I have a confession – I am a millennial. I like participation awards. I value experiences more than things. And I have a deep love for coffee. Anyone who has ever heard me talk about budgeting knows my “fun money” goes to Starbucks and my husband’s goes to craft beer (he’s also a millennial).
A recent survey from Acorns, a microinvesting app that saves spare change from purchases, found that 35% of 24 to 35-year-olds spend more on coffee than they save for retirement. The survey also showed that millennials are uncomfortable investing because of a lack of financial education. As one colleague pointed out to me, you don’t appreciate the power of compound interest until it is too late.
My Starbucks order –and I’ll grant that Starbucks is a rather mainstream coffee shop but it has a drive through and it is conveniently located for my commute—is a grande decaf soy latte. It runs me about $4.25. While in college I set a one-per-week limit for myself to which I still adhere. Therefore I spend about $221 per year on Starbucks.

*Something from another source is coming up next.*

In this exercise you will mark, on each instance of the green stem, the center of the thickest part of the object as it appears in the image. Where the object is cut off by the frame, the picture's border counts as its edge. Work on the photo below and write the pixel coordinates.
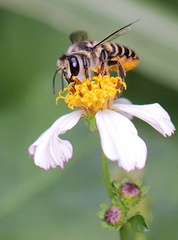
(123, 232)
(106, 176)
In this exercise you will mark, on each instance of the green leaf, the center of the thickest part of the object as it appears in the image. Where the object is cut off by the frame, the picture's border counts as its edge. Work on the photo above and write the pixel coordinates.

My weekly ritual is tame according to CNBC which estimates that my generation spends $80 per month, or $960 annually, on coffee. If you stuffed the cash into a mattress, you would have about $43,200 after 45 years. If you invest it at 5%, it will be around $153,000 at age 65 – a more substantial nest egg. The difference is compound interest.
In year 1, only your contribution grows. In year 2, your contributions plus the growth from year 1 grows – and so on. Ultimately the size of your nest egg will depend on the growth rate and how long you can go without touching the money. Compounding is more powerful the longer your time horizon. Hence my colleague’s lament about not starting sooner.
While redirecting some coffee money toward retirement could be wise move, I’m not one for an all or nothing approach. Putting the entire coffee budget towards retirement is likely to cause you to quickly abandon your savings goal in pursuit of a caffeine fix. Budgets need wiggle room to be successful.
Additionally, Millennials have other financial priorities that need to be addressed, such as paying student loans. Millennials should instead aim to have at least 20% of their income go towards saving and paying down debt. As far as retirement goes, millennials should seek to contribute at least enough to an employer’s retirement plan to receive the full matching contribution, if there is one. Millennials should work toward saving 10-15% of income for retirement.
Changing your spending and savings habits doesn’t have to be difficult either. Consider increasing your retirement savings by just 1-2% of your income annually. Some plans even let you schedule annual increases so you do not need to remember each year. Chances are you won’t miss the money in your paycheck. If it still seems too difficult, try taking a hard look at your budget. Coffee might not be the only splurge you are (arguably) wasting money on. Your future self will thank you.